You start by logging into the KHDA parent portal with UAE Pass and filling out a questionnaire about what matters to you. Location? Budget? Does your child need extra support? Prefer British curriculum over American? All of that gets factored in. Then you can use filters to narrow things down, or if you’re enrolling a kid for the first time, you can schedule a proper one-on-one session where someone walks you through the whole thing.
There’s also an AI chat assistant that handles quick questions—the kind of stuff you’d normally spend an afternoon Googling or calling school offices about. It’s not going to replace human advice for big decisions, but for basic info about admissions timelines or curriculum differences, it could save a lot of time.

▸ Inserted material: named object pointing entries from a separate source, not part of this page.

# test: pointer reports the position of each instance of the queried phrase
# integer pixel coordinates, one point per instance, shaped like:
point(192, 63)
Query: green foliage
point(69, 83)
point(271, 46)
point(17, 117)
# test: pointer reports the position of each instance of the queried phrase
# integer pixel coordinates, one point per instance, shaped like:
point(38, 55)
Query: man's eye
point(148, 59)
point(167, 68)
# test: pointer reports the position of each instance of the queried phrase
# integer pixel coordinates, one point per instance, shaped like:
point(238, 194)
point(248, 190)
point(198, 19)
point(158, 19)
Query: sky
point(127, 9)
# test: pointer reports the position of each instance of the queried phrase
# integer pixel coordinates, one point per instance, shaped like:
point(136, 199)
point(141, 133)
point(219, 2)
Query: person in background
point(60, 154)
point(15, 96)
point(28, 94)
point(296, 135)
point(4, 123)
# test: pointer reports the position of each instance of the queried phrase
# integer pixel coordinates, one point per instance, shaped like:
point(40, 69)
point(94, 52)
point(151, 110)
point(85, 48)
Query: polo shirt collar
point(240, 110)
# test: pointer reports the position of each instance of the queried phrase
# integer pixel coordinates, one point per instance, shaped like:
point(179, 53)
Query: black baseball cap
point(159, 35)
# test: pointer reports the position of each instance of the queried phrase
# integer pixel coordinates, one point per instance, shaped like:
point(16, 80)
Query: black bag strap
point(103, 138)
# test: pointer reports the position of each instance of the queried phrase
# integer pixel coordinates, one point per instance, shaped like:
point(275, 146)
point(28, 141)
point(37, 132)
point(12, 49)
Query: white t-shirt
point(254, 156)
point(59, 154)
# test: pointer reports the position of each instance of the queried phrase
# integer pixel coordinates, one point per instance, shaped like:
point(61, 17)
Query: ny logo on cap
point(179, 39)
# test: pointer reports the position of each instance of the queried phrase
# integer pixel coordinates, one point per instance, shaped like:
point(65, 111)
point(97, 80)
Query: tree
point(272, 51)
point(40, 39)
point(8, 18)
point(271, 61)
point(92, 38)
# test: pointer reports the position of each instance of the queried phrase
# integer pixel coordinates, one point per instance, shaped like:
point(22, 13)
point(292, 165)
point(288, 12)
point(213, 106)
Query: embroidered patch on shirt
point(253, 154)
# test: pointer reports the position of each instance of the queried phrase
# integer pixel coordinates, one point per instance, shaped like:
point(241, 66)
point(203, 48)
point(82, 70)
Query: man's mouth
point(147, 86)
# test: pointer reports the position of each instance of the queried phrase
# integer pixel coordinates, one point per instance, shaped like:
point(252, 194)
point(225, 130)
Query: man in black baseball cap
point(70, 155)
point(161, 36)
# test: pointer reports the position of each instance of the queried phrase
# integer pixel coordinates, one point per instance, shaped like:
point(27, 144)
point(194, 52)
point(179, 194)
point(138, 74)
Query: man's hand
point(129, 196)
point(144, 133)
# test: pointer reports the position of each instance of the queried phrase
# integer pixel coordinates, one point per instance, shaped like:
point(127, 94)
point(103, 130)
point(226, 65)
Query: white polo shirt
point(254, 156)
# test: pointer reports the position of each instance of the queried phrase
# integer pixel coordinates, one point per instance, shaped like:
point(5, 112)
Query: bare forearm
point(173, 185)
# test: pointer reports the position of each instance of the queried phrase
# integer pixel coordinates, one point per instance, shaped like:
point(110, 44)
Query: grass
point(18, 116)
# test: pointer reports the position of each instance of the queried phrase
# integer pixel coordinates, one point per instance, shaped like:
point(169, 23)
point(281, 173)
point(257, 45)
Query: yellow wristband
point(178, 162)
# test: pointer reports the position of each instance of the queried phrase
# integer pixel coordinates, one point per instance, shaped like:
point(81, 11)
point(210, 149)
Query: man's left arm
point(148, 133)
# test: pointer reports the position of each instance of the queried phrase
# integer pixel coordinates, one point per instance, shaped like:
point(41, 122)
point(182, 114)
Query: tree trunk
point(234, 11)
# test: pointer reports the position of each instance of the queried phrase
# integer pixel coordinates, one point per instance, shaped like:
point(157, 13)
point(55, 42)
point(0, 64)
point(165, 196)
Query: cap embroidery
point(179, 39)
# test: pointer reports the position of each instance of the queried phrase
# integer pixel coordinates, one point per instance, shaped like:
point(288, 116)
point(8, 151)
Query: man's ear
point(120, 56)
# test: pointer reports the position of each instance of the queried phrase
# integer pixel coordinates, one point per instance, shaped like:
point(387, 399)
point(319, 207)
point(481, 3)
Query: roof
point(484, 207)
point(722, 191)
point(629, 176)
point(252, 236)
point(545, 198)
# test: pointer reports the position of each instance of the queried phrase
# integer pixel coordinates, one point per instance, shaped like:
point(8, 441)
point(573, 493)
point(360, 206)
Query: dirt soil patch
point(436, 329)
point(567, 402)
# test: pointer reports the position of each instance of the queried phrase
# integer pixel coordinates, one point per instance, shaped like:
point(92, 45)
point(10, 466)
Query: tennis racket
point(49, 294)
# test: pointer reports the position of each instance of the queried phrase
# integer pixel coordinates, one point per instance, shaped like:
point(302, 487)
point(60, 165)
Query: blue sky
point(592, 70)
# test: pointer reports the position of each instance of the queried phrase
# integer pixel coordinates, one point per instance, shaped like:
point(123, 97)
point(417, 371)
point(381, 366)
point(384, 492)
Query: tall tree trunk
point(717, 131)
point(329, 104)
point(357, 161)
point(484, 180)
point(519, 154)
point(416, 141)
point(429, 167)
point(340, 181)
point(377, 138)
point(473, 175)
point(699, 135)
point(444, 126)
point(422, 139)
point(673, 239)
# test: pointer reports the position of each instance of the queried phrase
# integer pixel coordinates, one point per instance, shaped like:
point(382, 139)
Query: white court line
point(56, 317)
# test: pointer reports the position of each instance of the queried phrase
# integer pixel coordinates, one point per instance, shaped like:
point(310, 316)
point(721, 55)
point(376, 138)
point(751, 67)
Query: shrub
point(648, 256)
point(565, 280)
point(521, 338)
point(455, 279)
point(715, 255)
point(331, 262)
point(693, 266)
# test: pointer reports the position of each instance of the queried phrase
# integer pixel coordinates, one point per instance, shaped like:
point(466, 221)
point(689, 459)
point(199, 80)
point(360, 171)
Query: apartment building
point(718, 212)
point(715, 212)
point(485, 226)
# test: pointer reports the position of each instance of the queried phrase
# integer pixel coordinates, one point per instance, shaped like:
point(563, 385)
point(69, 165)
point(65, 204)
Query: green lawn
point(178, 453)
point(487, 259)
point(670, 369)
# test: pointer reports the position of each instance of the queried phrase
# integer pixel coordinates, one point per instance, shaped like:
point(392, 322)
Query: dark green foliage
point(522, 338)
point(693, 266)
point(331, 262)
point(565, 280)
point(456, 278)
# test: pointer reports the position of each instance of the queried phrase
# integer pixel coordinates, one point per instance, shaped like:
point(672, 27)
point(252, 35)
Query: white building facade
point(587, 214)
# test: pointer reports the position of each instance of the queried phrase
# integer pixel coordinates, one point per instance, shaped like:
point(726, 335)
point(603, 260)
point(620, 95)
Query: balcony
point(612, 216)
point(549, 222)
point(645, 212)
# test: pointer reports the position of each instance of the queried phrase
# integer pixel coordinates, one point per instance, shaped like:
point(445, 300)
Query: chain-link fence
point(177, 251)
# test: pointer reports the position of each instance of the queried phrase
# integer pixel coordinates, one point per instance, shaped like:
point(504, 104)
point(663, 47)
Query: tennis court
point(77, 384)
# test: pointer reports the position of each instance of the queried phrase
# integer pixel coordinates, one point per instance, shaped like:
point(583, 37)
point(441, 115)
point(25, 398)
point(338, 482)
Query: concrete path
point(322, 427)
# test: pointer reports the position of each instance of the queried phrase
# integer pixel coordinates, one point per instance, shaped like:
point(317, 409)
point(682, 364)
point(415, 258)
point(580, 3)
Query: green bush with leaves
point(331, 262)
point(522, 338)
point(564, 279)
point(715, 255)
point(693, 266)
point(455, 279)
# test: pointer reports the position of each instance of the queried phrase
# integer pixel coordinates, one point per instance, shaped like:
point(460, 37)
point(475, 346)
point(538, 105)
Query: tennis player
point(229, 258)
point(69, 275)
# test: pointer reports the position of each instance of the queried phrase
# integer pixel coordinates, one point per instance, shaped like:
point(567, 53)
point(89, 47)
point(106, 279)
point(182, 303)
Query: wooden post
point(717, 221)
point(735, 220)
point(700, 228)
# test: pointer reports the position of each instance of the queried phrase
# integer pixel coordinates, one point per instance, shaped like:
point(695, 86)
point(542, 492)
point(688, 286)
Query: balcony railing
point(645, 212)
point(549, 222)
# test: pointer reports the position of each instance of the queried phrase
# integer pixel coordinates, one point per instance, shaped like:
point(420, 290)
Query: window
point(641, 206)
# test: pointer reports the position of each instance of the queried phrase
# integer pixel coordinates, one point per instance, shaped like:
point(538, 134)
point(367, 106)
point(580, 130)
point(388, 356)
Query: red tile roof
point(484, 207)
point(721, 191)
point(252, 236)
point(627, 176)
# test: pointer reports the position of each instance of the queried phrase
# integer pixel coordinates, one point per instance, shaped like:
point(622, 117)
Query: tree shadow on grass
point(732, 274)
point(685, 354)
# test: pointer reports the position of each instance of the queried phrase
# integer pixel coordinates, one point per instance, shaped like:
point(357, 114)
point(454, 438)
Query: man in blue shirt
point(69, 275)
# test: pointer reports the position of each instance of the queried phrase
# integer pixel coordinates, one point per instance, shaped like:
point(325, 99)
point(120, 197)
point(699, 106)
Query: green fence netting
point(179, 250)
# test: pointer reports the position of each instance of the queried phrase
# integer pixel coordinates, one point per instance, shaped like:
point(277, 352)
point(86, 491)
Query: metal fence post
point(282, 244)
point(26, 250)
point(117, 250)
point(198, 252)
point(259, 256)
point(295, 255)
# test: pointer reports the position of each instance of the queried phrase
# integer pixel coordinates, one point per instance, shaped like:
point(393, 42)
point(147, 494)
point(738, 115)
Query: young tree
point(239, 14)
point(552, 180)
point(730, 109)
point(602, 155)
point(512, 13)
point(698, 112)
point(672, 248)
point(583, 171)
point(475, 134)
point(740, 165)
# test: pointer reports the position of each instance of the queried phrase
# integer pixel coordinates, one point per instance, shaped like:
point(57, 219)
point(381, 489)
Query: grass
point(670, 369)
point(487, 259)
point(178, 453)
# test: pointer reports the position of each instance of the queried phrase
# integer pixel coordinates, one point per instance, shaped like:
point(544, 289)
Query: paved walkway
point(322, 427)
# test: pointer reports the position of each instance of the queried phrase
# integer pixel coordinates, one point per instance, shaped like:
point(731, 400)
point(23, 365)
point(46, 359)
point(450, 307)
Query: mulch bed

Nearly 400 Parents Showed Up on Day One
KHDA unveiled this service at Dubai’s first Education Expo, which ran for two days through November 9. More than 60 private schools and early childhood centers set up booths, and nearly 400 Emirati parents registered for the opening day alone. A lot of them were either looking to enroll kids for the first time or considering transfers, which tells you something about how many families are actively wrestling with these choices.

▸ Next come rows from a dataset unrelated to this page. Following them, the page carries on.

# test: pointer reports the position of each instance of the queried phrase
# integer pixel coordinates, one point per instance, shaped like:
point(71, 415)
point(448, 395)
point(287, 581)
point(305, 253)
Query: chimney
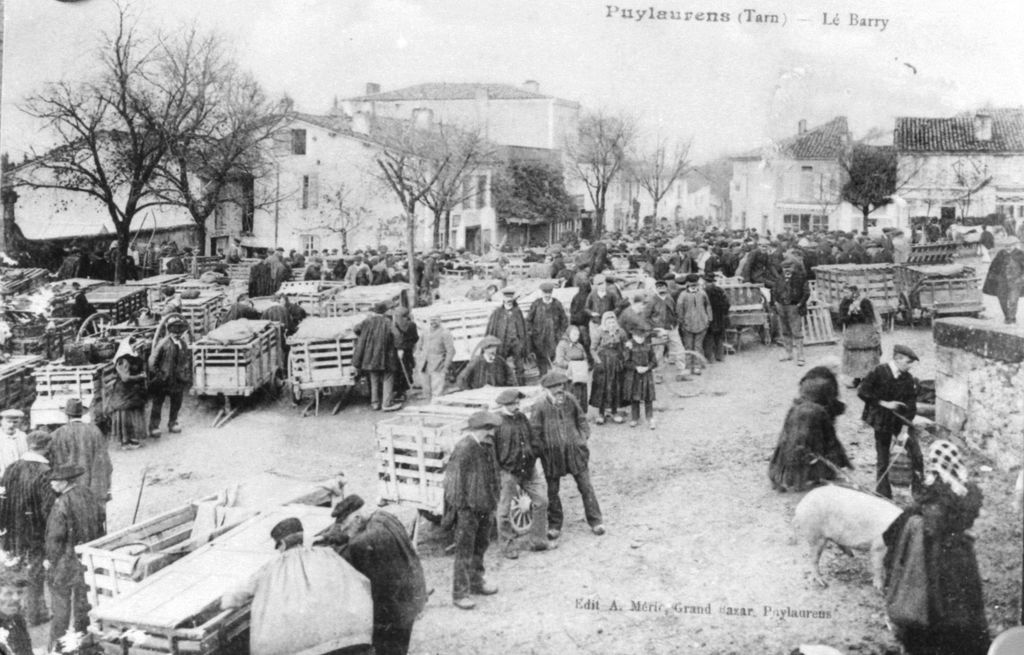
point(983, 126)
point(423, 118)
point(360, 123)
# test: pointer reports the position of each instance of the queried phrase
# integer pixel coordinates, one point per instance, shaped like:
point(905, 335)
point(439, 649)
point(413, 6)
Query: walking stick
point(138, 500)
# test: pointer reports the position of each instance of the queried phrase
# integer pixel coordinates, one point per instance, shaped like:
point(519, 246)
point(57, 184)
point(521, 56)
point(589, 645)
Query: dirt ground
point(693, 524)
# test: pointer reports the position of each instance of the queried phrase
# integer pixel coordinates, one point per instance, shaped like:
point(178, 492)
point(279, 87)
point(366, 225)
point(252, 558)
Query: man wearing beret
point(470, 498)
point(377, 546)
point(74, 520)
point(25, 505)
point(517, 448)
point(889, 392)
point(306, 600)
point(560, 424)
point(546, 322)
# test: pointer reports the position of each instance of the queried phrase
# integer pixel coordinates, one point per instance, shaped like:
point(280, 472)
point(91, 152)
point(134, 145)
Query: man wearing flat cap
point(74, 520)
point(470, 498)
point(306, 600)
point(509, 326)
point(560, 425)
point(12, 440)
point(377, 546)
point(25, 505)
point(890, 392)
point(546, 323)
point(518, 449)
point(171, 365)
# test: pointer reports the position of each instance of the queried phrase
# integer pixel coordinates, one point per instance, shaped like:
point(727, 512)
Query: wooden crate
point(877, 281)
point(413, 449)
point(237, 369)
point(120, 302)
point(56, 383)
point(176, 611)
point(117, 563)
point(466, 320)
point(202, 312)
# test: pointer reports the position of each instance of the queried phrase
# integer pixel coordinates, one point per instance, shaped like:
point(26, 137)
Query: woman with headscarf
point(953, 621)
point(126, 403)
point(808, 450)
point(861, 341)
point(606, 349)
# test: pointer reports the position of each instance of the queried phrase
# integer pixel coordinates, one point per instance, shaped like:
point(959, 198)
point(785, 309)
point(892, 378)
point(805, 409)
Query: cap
point(74, 407)
point(67, 472)
point(347, 506)
point(553, 379)
point(508, 396)
point(481, 420)
point(900, 349)
point(285, 528)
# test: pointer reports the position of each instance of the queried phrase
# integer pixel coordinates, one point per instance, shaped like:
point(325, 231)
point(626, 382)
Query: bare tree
point(109, 147)
point(597, 153)
point(657, 169)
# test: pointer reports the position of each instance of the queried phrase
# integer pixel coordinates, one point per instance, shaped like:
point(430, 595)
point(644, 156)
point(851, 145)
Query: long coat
point(375, 349)
point(510, 328)
point(546, 322)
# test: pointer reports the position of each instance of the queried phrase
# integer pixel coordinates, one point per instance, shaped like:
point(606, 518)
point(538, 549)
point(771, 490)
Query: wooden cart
point(320, 358)
point(176, 611)
point(930, 291)
point(229, 364)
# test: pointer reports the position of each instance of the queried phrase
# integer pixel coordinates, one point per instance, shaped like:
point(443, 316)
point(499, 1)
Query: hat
point(508, 396)
point(554, 379)
point(481, 420)
point(900, 349)
point(74, 407)
point(39, 440)
point(347, 506)
point(286, 528)
point(67, 472)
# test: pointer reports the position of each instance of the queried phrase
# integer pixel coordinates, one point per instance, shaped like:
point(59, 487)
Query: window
point(298, 141)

The turnout suggests parents genuinely want this kind of support. When you’re staring at hundreds of schools and trying to decode what “inquiry-based learning” actually means in practice, having someone who knows the system and can give you straight answers feels like a lifeline.
Will It Actually Deliver?
Aisha Miran, KHDA’s Director General, positioned the service as part of their Education 33 Strategy—basically a push to get parents more involved in their kids’ education rather than just being passive participants. Dr. Amna Almaazmi, who heads growth and human development at KHDA, talked about parents being partners in the learning process, not just customers.
That all sounds good on paper, but the real test is going to be whether the advisors actually know their stuff and whether the recommendations feel honest. If it turns into just another bureaucratic hoop or the advice feels generic, parents will figure that out pretty quickly and stop using it. But if the guidance is solid and saves families from making expensive mistakes or choosing schools that don’t fit their kids, this could be a genuinely useful tool.
For now, at least, Dubai parents have a new option when they’re trying to answer that age-old question: where should we send our child to school? And having someone who’s not trying to sell you something help you figure that out? That’s probably worth exploring.